With Canada facing growing criticism for its strict refugee policy, demonstrators across Canada are holding rallies and marches demanding changes to the country’s immigration policies.
From Victoria to Hamilton to Vancouver, local communities have planned protest marches and candlelight vigils in support of the refugees fleeing Syria and other war-torn countries.
It reflects collective acts of protest against the atrocities that we are seeing overseas and the lack of care and compassion that Canada, the United States and Europe are showing to refugees.
The powerful photo of three-year-old Alan Kurdi’s lifeless body washed up on a Turkish beach has prompted the widespread outrage at the inaction of the Canadian government.

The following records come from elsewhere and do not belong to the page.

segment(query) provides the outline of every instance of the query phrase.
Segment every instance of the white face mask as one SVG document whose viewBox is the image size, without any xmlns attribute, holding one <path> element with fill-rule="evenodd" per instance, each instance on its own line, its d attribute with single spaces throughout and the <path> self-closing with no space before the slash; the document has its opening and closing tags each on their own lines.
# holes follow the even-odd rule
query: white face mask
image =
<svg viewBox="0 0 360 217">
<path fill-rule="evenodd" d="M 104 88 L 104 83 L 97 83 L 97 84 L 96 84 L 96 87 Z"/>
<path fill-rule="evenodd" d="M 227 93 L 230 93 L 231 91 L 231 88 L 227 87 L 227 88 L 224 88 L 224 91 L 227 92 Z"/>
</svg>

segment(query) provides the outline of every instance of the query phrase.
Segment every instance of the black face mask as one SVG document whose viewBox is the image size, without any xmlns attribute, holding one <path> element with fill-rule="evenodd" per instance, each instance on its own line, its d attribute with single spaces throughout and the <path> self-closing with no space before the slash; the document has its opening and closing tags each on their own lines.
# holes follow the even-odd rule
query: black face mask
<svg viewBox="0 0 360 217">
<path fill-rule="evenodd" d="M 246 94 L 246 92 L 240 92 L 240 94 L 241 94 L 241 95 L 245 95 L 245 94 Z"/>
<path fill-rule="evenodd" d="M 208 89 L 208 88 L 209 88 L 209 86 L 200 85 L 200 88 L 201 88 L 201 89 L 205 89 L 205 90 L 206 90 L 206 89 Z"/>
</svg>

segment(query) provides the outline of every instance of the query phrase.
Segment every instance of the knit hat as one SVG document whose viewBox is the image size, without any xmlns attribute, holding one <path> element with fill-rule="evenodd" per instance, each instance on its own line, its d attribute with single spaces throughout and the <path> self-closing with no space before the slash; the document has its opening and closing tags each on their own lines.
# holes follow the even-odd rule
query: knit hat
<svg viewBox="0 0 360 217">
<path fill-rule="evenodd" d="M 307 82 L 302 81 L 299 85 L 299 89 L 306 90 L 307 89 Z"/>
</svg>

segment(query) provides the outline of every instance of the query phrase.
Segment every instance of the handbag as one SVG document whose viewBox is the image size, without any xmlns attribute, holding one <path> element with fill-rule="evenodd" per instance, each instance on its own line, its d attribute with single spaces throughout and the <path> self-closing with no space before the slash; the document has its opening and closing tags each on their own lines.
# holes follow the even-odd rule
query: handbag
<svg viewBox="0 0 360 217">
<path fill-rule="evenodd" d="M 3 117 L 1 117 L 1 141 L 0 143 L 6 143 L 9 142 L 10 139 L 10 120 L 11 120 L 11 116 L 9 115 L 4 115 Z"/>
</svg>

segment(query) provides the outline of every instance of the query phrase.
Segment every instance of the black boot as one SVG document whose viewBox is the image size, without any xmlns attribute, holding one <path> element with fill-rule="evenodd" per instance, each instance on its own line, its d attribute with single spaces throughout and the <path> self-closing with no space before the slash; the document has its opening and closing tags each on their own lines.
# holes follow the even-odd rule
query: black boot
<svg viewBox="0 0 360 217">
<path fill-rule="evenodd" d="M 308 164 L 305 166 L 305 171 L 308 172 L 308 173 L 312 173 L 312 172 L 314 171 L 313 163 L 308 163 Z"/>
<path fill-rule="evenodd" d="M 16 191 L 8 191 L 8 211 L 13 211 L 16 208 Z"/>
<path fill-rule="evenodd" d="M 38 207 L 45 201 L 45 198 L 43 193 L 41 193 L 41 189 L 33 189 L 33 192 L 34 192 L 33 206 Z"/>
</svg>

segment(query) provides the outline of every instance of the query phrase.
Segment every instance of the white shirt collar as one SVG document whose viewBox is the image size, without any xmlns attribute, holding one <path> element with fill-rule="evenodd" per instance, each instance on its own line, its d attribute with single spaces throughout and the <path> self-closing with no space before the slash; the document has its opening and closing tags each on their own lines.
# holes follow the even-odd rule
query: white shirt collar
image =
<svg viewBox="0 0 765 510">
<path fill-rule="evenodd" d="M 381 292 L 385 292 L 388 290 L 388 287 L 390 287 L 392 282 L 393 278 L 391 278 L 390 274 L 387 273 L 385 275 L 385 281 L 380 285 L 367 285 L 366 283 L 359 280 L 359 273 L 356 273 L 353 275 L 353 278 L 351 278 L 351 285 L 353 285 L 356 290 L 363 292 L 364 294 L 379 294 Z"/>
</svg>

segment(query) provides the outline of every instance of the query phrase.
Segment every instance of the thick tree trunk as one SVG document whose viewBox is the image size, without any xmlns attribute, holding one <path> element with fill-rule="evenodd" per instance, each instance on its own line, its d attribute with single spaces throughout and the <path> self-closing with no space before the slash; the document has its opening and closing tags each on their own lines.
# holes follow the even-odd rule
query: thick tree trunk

While Canada announced in January that it would welcome 13,000 Syrian refugees over a 3-year period, the government has been mostly silent since. Liberal Leader Justin Trudeau has called on the government to resettle at least 25,000 Syrian refugees, while the New Democrats have called for the acceptance of 10,000 refugees by the end of 2015.
The numbers are still “a drop in the bucket” compared to the hundreds of thousands of refugees displaced, says one advocate.
Prime Minister Stephen Harper says that changing the refugee policy alone is “not a solution,” adding that Canada must aim to “fight the root cause of the problem and that is the violent campaign being waged against these people by ISIS.”